As spring training ended, the word on the Angels' Japanese-import phenom Shohei Ohtani wasn't exactly encouraging. From all appearances, the engaging young man with the rep as a two-way player unseen since you-know-whom was going to struggle with major league pitching and against major league pitchers.
The hunger to sign him and the splash when the Angels won the contest was going to turn into a faucet drip while everyone with explicit interest tried to figure out how they could have been so wrong. He couldn't get that wipeout slider and that lethal splitter past minor league hitters. His swing was off balance enough to give him challenges against fastballs and tie him up against curve balls.
That was then. And, then, the season began in earnest. After Ohtani first played in the final exhibition against the Dodgers. After the 23-year-old tried a new system of balance, shenking the leg kick he often used in his swing and also turning his front ankle just so. And all the scouts who knew he had to adjust just couldn't figure out how he did it almost overnight.
Ohtani also staggered observers just enough in his first pitching start of the season, against Oakland. He shook off one 3-run inning to strike out 12 in six and keep the Athletics otherwise off their swings. It wasn't necessarily a virtuoso start otherwise, but Ohtani did show the kind of makeup that keeps managers from reaching too soon for the antacids unless they happen to be managing against him. He made it seem like you could pry six runs out of him and he'd still find a way to beat you.
Then, Ohtani stepped up to the plate for the first time in Angel Stadium in regulation play, against the Indians. And, with two on in the bottom of the first — an inning in which Mike Trout clobbered his first bomb of the season and Kole Calhoun singled home Justin Upton to tie things at two — he drove Josh Tomlin's curve ball, the kind of curve that turned him into a knotted rope in spring training, into the right center field bleachers. That only began the Angels' eventual 13-2 drubbing.
The next day, facing defending Cy Young Award winner Corey Kluber, Ohtani struck again in the bottom of the fifth. Once again, the Angels were in the hole, 2-0. With Andrelton Simmons aboard and two out. And he turned on a 1-1 service and drove it over the center field fence.
Ohtani wasn't even close to finished. The following day, with the Angels in the hole 6-0, Ohtani squared up Oakland starter Daniel Gossett, again with two outs, and hit it over the center field fence. If nothing else, the consensus seemed to be — when not marveling at the two-way kid dialing nine in three straight games as the Angels' designated hitter — that one way to contain Ohtani just might be to make damn sure he doesn't get to hit with two outs.
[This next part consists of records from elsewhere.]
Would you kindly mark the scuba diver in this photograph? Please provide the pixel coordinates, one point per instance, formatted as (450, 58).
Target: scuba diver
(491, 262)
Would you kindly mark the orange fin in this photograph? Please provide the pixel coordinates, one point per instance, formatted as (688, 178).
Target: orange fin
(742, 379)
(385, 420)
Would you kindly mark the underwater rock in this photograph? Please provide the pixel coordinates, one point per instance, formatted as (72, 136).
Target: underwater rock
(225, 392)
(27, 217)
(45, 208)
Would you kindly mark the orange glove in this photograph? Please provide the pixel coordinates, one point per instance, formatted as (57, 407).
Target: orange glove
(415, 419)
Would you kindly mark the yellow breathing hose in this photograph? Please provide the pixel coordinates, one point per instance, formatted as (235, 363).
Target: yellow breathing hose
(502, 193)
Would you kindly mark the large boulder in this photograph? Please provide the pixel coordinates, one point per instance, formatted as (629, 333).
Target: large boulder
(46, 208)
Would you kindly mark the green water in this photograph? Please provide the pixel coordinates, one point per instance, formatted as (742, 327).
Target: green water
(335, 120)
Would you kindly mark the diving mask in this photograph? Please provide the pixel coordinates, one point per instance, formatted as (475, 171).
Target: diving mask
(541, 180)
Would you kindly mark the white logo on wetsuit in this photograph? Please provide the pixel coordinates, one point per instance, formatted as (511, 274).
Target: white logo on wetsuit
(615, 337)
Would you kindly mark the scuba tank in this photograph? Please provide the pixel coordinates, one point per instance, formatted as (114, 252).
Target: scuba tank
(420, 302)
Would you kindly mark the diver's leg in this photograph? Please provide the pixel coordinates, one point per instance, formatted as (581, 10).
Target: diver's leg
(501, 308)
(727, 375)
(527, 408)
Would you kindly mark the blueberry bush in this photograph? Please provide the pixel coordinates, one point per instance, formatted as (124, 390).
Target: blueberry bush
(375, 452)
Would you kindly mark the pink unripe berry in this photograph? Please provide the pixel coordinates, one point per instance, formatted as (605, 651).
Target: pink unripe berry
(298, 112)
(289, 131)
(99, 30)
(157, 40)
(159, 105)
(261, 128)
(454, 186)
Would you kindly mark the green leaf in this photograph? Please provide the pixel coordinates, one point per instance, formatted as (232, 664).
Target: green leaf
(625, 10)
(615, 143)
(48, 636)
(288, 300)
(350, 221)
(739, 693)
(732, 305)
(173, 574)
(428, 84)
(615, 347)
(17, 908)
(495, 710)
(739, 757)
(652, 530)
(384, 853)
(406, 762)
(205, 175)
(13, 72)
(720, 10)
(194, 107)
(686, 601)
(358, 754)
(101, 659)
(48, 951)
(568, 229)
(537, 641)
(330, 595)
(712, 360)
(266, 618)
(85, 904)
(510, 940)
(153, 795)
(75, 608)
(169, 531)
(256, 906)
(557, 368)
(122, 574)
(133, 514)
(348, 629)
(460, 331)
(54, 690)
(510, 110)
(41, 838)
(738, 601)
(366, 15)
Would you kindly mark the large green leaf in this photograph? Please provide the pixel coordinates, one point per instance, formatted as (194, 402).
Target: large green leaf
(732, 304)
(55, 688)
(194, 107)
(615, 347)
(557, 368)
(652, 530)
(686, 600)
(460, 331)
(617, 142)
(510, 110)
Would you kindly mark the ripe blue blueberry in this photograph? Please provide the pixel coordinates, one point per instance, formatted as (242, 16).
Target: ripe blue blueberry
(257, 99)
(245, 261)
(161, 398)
The A's got some relief when Ohtani was given the day off to prepare for his series-ending Sunday afternoon start. That was the only relief they got against him. He took a perfect game through six and a third innings and eleven more punchouts, before Marcus Semien ruined him with one out in the top of the seventh with a clean base hit through the hole at shortstop. He shook that and a followup walk off to get a nubber in front of the plate that he picked clean and threw to first to get Khris Davis. Then, he retired the side by striking out Matt Olson on a full count.
The Angels hung in to win, 6-1. Only Ohtani was the talk of the game. Again. He was the talk of the first week and a half of the season. Some even whispered that if only Semien hadn't found the hole at shortstop Ohtani might have completed the perfecto and knocked Bo Belinsky out of the Angels' record book for being the earliest Angel rookie to pitch any kind of no-hit/no-run game. (Belinsky did it in his fourth major league start, in 1962.) He was named the American League's Player of the Week for his trouble.
Spring training struggles? What were those? We can't remember. Can we? When he pitches like Tom Seaver and hits like Mike Schmidt? Not just major league performances but conversation pieces.
Ohtani's major league career is barely two-weeks-old. He has a 2.08 earned run average, a 1.73 fielding-independent pitching average, and a 0.46 walks/hits per inning pitched rate. He also has a .389/.421/.889 slash line, good for a 1.310 OPS. And he's almost one complete win above a replacement level player.
This is what the Angels get for not letting the naysayers get to them during Ohtani's spring struggles. That kind of patience rewards handsomely even if, in their heart of hearts and in those of any realistic observer, this kind of two-way tear can't last forever.
But then enough of us thought spring had exposed Ohtani as flawed badly enough, too. In two weeks he's made fools of enough of us. And, made the Angels — as my friend Howard Cole of Forbes observes — a little more interesting to watch than the Dodgers.
Angel fans hope it lasts all the way to October at minimum. The rest of the American League West — in which division the Angels at this writing are one measly game behind the defending world champion Astros — may have considerably different hopes. Ways to keep Ohtani from making fools of them are probably in the top five on their priority lists.
Because, however long it lasts, it's Shohtime.